By thinking "outside of the box" and devising novel winning procedural and substantive arguments, Henry consistently obtains exceptional results in virtually all areas of complex litigation, for example:
- By suing the sole shareholder of three TV stations for copyright infringement for broadcasts after licenses with the stations had been terminated for nonpayment, Henry was able to pierce the stations’ corporate veils and obtain a $31.6 million jury verdict in copyright statutory damages against the shareholder -- over seven times the balance due on the stations’ licenses;
- Obtaining an award of over $40 million in contempt fines against appellant and dismissal under the "fugitive disentitlement doctrine" of his appeals by obtaining injunctive relief that (as Henry predicted) appellant disobeyed;
- Successfully challenged a video games publisher’s contractual right to recoup over $15 million in development advances by claiming that its conduct violated the antitrust laws, breached the covenant of good faith and fair dealing, and violated California's general prohibition against agreements not to compete;
- Using the “target jurisdiction” doctrine (typically used in defamation cases) to obtain personal jurisdiction for successful copyright infringement and tortious interference claims in excess of $60 million;
- Using federal statutory interpleader, contract and tortious interference claims to permit U.S state and federal courts to declare worldwide ownership of intellectual property rights worth over $25 million and end foreign infringement of those rights;
- Recovered property taken by a former employee (and forced the resignation of the employee's counsel) by asserting that the settlement demands of that counsel constituted extortion;
- Making new law, obtained dismissal of antitrust claims against six motion picture studios because plaintiff "recklessly" disobeyed the court's discovery orders, even if plaintiff's conduct was not "willful".

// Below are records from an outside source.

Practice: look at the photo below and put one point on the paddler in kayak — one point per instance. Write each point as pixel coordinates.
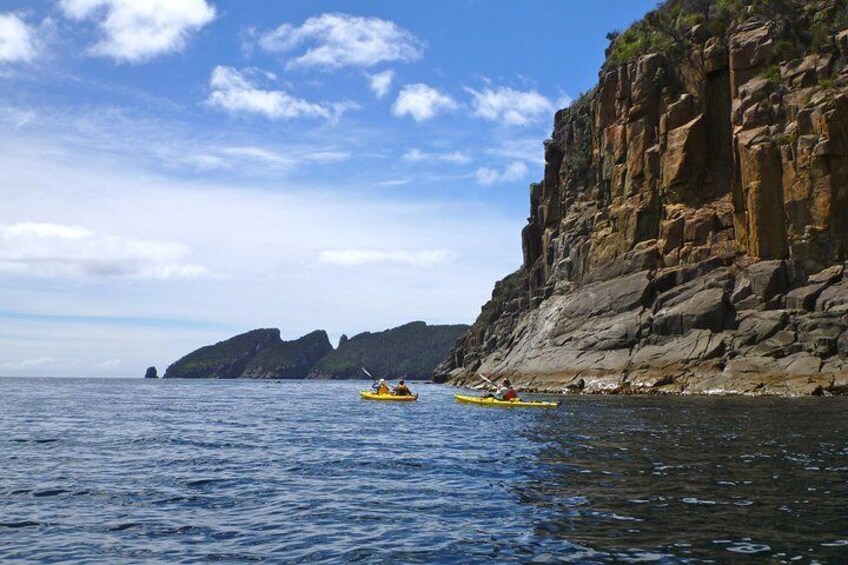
(381, 387)
(504, 392)
(402, 389)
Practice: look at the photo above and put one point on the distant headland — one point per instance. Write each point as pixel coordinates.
(410, 351)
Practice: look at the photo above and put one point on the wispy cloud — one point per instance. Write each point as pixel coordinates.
(238, 92)
(455, 157)
(25, 364)
(508, 106)
(380, 83)
(137, 31)
(18, 43)
(339, 40)
(515, 171)
(45, 250)
(422, 102)
(360, 257)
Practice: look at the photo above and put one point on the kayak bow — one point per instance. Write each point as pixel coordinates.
(505, 403)
(367, 395)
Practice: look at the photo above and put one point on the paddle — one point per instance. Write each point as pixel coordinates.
(373, 380)
(485, 379)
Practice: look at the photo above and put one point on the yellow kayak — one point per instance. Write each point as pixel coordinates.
(505, 403)
(368, 395)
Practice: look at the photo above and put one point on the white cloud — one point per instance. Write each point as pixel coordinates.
(515, 171)
(339, 40)
(17, 40)
(136, 31)
(380, 83)
(510, 107)
(27, 363)
(237, 92)
(46, 250)
(456, 157)
(421, 102)
(360, 257)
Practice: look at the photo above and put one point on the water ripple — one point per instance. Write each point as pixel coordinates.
(102, 471)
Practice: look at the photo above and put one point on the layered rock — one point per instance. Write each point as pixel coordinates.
(259, 354)
(690, 230)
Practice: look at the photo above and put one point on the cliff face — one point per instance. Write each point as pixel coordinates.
(690, 230)
(259, 354)
(410, 351)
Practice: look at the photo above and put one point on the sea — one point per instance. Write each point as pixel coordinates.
(198, 471)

Henry has worked on over 15 trials, ranging from two days to three months in length. Favorable verdicts were entered in nearly all of these trials. Henry won all of the trials where he served as “first chair”, obtaining verdicts totaling over $600 million.
Henry also has worked on over 50 appellate matters in state and federal courts throughout the United States, including appearing before the U.S. Supreme Court (arguing against now Chief Justice John G. Roberts Jr.); arguing in the U.S. Court of Appeals for the Ninth Circuit; the California Court of Appeal; the New York State Court of Appeals (New York's highest court) and the New York Supreme Court, Appellate Division.
Click here for Henry's significant and/or reported cases.
Henry approaches his cases with creativity, tenacity and passion which has paid off in the results he has obtained for his clients. As one Henry's partner's declared: "Henry is sui generis."